Fact-Checking the President

How many times have you heard Barack Obama say that Mitt Romney wants to cut taxes for the rich? He says it in stump speeches. He says it in TV ads. He said it in his acceptance speech the other night at the Democratic convention.

But then he said something else. President Obama said that we must get our fiscal house in order; that he was willing to work with Republicans to get that done; and that the road map for starting the process is the Simpson/Bowles commission report.
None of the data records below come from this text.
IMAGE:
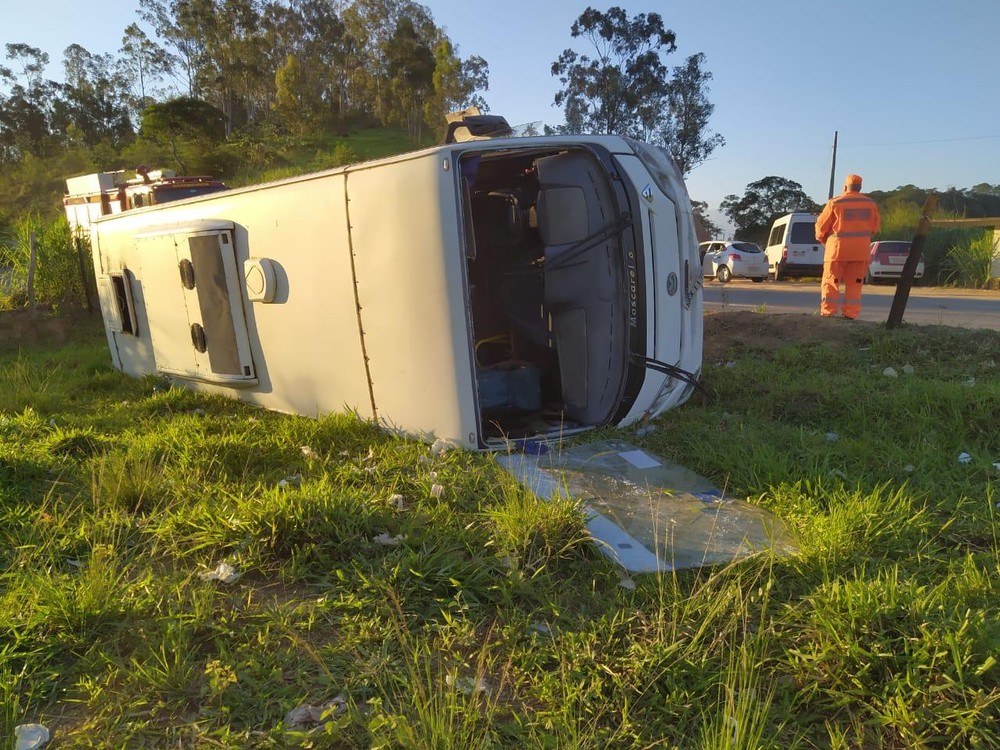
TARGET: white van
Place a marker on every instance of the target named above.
(792, 247)
(483, 291)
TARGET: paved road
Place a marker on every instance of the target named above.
(964, 308)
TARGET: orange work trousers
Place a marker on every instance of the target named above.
(851, 274)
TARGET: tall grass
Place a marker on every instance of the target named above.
(970, 263)
(57, 279)
(944, 254)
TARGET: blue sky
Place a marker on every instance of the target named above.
(910, 87)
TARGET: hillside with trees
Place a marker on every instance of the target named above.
(230, 87)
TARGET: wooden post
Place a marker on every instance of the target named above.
(78, 244)
(909, 268)
(32, 260)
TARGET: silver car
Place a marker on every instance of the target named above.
(726, 260)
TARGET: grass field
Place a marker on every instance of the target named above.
(417, 600)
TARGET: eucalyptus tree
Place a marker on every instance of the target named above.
(621, 86)
(26, 108)
(94, 106)
(762, 202)
(143, 63)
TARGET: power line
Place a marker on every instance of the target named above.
(915, 143)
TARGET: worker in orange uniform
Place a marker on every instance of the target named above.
(845, 227)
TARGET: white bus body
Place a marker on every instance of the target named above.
(478, 292)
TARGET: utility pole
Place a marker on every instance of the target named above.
(833, 165)
(910, 266)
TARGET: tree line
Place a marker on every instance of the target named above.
(299, 65)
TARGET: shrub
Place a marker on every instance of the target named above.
(969, 263)
(57, 279)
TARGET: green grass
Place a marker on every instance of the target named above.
(493, 622)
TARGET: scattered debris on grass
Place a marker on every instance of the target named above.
(468, 685)
(31, 736)
(308, 716)
(387, 540)
(442, 446)
(295, 480)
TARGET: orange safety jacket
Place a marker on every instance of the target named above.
(846, 226)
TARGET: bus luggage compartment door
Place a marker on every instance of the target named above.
(193, 297)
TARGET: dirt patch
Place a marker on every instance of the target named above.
(730, 334)
(22, 327)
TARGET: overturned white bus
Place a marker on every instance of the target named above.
(480, 292)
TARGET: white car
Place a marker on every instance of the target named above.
(887, 260)
(725, 260)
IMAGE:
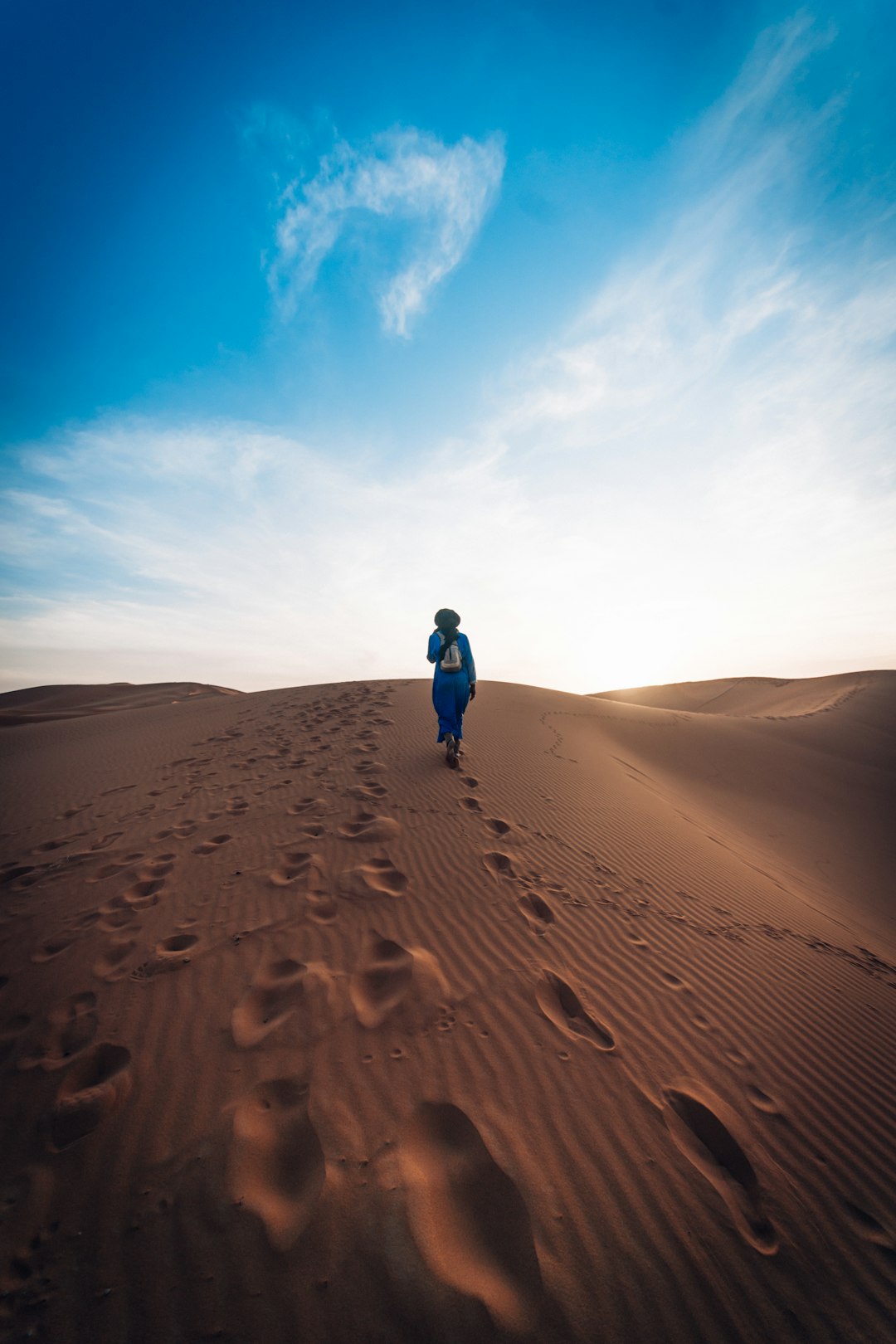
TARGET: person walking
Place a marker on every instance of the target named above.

Whoa. What is Simpson/Bowles? For those who haven’t been paying attention, Alan Simpson and Erskine Bowles were the two co-chairs of President Obama’s debt commission — a bipartisan effort to deal with the long-term deficit. Among other things they called for fundamental tax reform, with a top marginal tax rate of 28%.

So what rate is Mitt Romney proposing for the highest income earners? Answer: 28%. (See the comparison here.)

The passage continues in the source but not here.